If you click on sign up with Facebook. Spotify redirects you to facebook’s authorization server (authZ server). If you squint at the consent screen you see “dialog/oauth” in the URL. Enter Facebook credentials to authenticate.

If the authN is successful. It shows you the consent screen. This screen list the information/permissions Spotify requesting for account creation.

The consent is granular what individual information the app is requesting is shown to the user.

Press the continue button to allow Spotify to access all the information on the screen. Spotify collects that information and creates an account.

To log in goto Spotify sign-in page. Click on sign in with Facebook. Enter Facebook credentials if you aren’t already logged into Facebook.

Spotify logs you into their service. It knows who you are, all your playlists, all your favorite songs.

Spotify does not store Facebook usernames and passwords. Then use those credentials to log in to Facebook. It uses Facebook as an identity provider(IdP) to get the necessary information to sign you in.

How does Spotify get my Facebook profile information?

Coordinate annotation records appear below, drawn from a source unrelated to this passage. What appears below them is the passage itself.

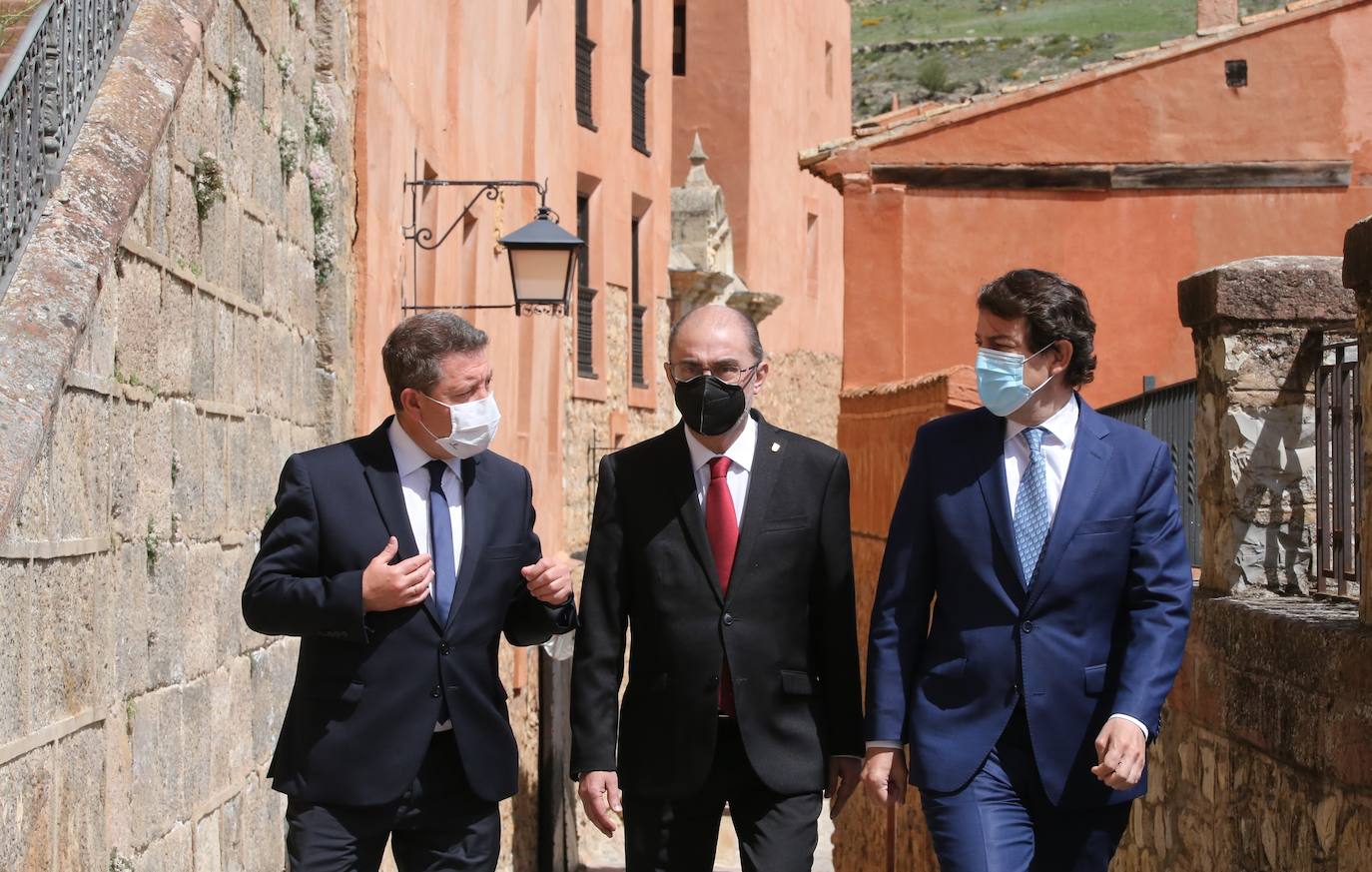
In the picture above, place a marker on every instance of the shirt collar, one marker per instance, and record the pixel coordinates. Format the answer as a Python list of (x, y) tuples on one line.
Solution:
[(1062, 426), (409, 456), (740, 453)]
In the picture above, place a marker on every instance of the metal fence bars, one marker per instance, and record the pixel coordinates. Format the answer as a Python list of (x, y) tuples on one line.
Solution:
[(46, 91), (1338, 480), (1170, 415)]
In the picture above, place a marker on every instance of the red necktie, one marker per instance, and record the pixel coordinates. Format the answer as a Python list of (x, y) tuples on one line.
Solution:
[(722, 530)]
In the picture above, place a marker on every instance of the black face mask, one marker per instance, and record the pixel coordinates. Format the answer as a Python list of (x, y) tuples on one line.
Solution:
[(708, 406)]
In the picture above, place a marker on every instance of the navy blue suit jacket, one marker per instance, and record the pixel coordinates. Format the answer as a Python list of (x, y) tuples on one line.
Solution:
[(367, 684), (957, 638)]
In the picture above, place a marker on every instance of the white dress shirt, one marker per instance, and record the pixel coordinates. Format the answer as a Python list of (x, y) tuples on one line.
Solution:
[(1058, 440), (740, 465), (414, 483)]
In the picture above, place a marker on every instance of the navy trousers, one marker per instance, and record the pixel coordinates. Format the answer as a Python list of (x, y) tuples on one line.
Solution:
[(1002, 820)]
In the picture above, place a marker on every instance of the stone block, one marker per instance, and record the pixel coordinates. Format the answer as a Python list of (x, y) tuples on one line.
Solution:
[(139, 294), (274, 673), (1299, 290), (208, 843), (176, 338), (26, 812), (80, 809), (79, 483), (157, 744), (198, 725), (62, 652), (252, 235), (133, 629), (205, 312), (184, 222), (171, 610), (15, 670), (187, 468), (172, 853), (1357, 257)]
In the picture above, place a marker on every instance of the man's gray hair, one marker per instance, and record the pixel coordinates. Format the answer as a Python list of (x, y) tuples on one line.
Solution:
[(413, 351), (749, 327)]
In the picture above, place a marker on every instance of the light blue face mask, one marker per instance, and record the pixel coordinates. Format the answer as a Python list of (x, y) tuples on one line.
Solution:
[(1001, 380)]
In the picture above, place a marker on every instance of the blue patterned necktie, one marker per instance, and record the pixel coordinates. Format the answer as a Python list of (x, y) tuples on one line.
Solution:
[(440, 535), (1031, 516)]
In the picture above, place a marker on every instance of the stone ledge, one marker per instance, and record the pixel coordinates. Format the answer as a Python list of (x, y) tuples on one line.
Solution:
[(1262, 290), (1357, 257), (52, 296)]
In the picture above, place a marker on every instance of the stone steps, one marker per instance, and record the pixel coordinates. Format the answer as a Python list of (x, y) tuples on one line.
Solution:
[(17, 13)]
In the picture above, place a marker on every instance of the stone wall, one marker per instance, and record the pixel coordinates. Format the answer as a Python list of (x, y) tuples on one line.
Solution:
[(1258, 327), (138, 713)]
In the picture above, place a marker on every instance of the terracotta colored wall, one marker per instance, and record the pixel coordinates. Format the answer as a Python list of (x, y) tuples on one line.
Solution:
[(1306, 99), (877, 429), (758, 88)]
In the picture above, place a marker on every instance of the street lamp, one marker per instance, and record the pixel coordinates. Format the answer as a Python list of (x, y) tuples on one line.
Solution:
[(542, 255)]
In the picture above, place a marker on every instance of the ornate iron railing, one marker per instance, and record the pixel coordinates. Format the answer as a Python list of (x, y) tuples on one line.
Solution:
[(1338, 471), (1170, 415), (46, 91)]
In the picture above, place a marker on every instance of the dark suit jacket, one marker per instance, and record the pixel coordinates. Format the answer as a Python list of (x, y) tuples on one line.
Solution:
[(786, 622), (1102, 630), (367, 685)]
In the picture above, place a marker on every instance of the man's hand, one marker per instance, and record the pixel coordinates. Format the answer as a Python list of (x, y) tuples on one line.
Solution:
[(387, 588), (884, 775), (600, 797), (1121, 751), (549, 579), (844, 773)]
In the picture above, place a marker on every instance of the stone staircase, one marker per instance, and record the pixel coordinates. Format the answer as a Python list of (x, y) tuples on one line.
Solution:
[(14, 18)]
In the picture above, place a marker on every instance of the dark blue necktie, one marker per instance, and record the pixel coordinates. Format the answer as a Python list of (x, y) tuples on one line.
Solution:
[(440, 537), (1031, 516)]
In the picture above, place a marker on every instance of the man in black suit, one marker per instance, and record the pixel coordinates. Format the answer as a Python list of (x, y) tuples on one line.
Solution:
[(398, 559), (725, 544)]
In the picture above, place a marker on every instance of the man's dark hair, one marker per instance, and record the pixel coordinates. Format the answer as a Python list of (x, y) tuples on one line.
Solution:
[(1055, 310), (745, 323), (413, 351)]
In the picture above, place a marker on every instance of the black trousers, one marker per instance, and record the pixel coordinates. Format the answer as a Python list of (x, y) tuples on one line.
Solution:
[(437, 824), (1002, 820), (775, 832)]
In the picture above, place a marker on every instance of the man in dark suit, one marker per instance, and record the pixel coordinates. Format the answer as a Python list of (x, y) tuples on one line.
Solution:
[(1047, 541), (725, 545), (398, 559)]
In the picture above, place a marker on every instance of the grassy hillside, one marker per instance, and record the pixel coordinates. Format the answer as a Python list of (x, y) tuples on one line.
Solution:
[(1013, 40)]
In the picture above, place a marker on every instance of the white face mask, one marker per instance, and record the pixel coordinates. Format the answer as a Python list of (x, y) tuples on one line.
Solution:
[(473, 426)]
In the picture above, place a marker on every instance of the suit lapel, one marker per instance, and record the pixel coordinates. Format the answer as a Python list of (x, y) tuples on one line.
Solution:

They must be storing my credentials.

Let get under the hood to better understand what’s going on.

For login with Facebook to work. Spotify has to register with Facebook’s authentication server as an app. Spotify has to provide App name, Redirect URL, Login Url to Facebook authZ server. The server gives Spotify an App ID and secret key and the authZ server URL. The app id verifies the identity and the secret key authorizes.

Registration of Test OAuth App

Spotify app has App ID and Secret key provided by Facebook’s auth server. The Facebook server has redirect URL to redirect after successful authentication, App ID it assigned, Encryption key.

Can we get into details, already?

Under the hood, OAuth and OpenID connect protocols are used. It’s delegated access. Facebook AuthZ server is OAuth server. OAuth is authorization protocol. OpenID connect is added to the OAuth to provide authentication. In our context when we say OAuth it is OAuth 2.0 + OpenID Connect.

Let’s use an example. Sign up to a Web App using Social Login.

Click sign up with Social Login. Provide Social Login credentials to authenticate. On successful authentication, the page shows a list of permissions/resources Web App is asking. Click on continue to give all the requested permissions.

The authZ server gives out an ID token and authorization token to the app. The app verifies the ID token it’s a JWT token. Then negotiates for the access token. It sends the secret key from the app registration and the authorization token to the authZ server. Authz server verifies the tokens and provides an access token.

Web App decodes the JWT ID token and creates an account. If ID token has insufficient information it uses the access token to get the necessary information.

The access tokens only have access to the approved permissions on the consent screen. Web App doesn’t store Social Login credentials to log in. It simply uses the token provided by Social Login to authenticate users.

Token juggling every time I log in? Please say NO.

The OAuth flow will be different if you already signed up using social login. It’s simpler and there are a multiple flows.

When you click on Login with Social Network. If not already logged in to the Social network app it asks for credentials. If already logged in successfully the authZ server sends an ID token (signed JWT token).

The ID token is encrypted. It has authentication information. Web app decrypts the signed token with the secret key. A complex implementation of nested JWT is used to build a signed ID token.

JSON Web Encryption (JWE) and JSON Web Signature (JWS) tokens are embedded into JWT. Embed the JWS token in JWE payload. Now Embed JWE token into a JWT payload. A signed JWT is created.

Decrypt the signed JWT. It has all the information to authenticate the users into the app. The web app uses this information to find the account.